Oddly, tho, I had no trouble sleeping last night. I liked the film and believed the characters - they were charmingly human in their imperfections. I cried for their suffering as I watched, but it just didn't seem to carry into my dreams, which were no worse or better than they have been of late.

Of course, that's not saying anything, really, because they have been a little overwhelming. Last week a particularly painful dream, one where Karl and I were sitting in bed together, excited about the baby girl growing in my belly, watching Elliot play, all of us so happy... and all the while I knew he was gone, knew it was a dream, kept telling my dream self that I would have to wake up. And he would not be there, and my belly would hold nothing but the remains of last night's burritos, and perhaps a little too much gas.

I'd worried about opening myself up to this story, but I enjoyed the movie, which had a generally optimistic message. We survive broken hearts, just as we sometimes survive broken bodies... right up until the moment we no longer can. And every one of those moments is, in fact, a gift.

Monday, December 6, 2010

Drifting, Floating, Flying


Sometimes it's hard to be honest.

I like to record the best parts of my life here, and recently there's been a lot of good fodder for that. I haven't taken the time since getting home to write about all the great moments that added up to our amazing trip. The cruise was wonderful. My first dive couldn't have been much better without actually spotting mythical creatures. Elliot thoroughly enjoyed every* aspect of the boat. In short, it really was a dream vacation for me.

But vacations end, and tonight there's a lingering feeling of unrest. I can't bend it and twist it into poetry or submerge it beneath the greater joys.

It's partly the cold - we've hit the time of year when the hot water just can't make it through the cold pipes, so my usual hot bath is only tepid at best; my feet won't stop aching with the chill, even in 3 layers of socks. I hunch forward in the car, sitting on one hand, driving with the other, switching as feeling returns to the left, and leaves the right. I don't handle winter well.

More than just the weather, tho, is the season. Karl loved Christmas.

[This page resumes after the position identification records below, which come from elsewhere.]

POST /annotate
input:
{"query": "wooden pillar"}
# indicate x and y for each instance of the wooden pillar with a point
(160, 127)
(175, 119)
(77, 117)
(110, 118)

I'm trying to love it but it's never been easy for me: the forced togetherness can cause undue stress for we social anxiety sufferers, and the family and media pressure for it to be a happy time - the Best Of Times - it wears me out.

It isn't that I'm not happy. I have so much happiness in my life, and I'm so grateful... The problem is, at the same time, I'm so deeply sad I don't know how express it. To say I miss him, to say I'm lonely, it's such an understatement. But here I am trying to put feelings into words - knowing there's really nothing to be said.

It's just one of those nights that I can't sleep, and I can't clear my head. One of those nights I'm not scared of the dark, but it does take away my balance. Tomorrow will be brighter, and I'll tell you stories about floating.

For now, dark and drifting, I'm keeping the details to myself.




*He's not so good at being served. Independent? Stubborn? Oh, yes. Stories to come.